Currently, I'm loading the model in the handler like this:
`
It be used to remove text from images, so it will receive both image and mask and return the inpainted resutl,
I've never used hosted gpu service, i was using the model on a GCP without gpu so the model was taking like 10-20 seconds to each request using the cpu, im hoping to get things way quicker,
Any tips are welcome, both to the loading model or overall for the use case.
8 Replies
200 MB models should load fast just make sure you embed it into docker image so it soes not need to download from cloud
Great! Thanks 🔥
You should also load your model outside of your handler function. Here it is mentioned: https://arc.net/l/quote/jvkbeogj. Then you won't be loading your model again and again on every new request. You will only load the model once the worker starts. Doing this helped me speed up my worker a looot
Something like this:
model = Your_Model()
runpod.serverless.start({"handler": handler(model)})
@agentpietrucha
I did something like
model = Model("realvis.safetensors")
fun generate(event):
....
runpod.serverless.start({"handler": generate})
it loads the model again and again at every request and
2024-06-06T09:29:54Z start container
2024-06-06T09:30:37Z stop container
2024-06-06T09:30:38Z remove container
2024-06-06T09:30:38Z remove network
this also happens then how it would keep the model loaded
i get these logs everytime so it should mean it is loading again and again right?
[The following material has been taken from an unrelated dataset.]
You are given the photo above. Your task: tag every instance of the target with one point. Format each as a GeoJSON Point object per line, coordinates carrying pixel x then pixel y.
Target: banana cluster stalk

it looks like it downloads still some files
As Papa mentioned, it looks like your worker is downloading/loading some files. @nayandhabarde your logs (start container, stop container...) are typical logs of starting a container
When I gave your screenshot a second look it seems to me that you may have some bug in your implementation. Share your code, or better fragment if possible. Only then I/someone else will be able to help you better
Solution
Hi, you should start your model outside of the handler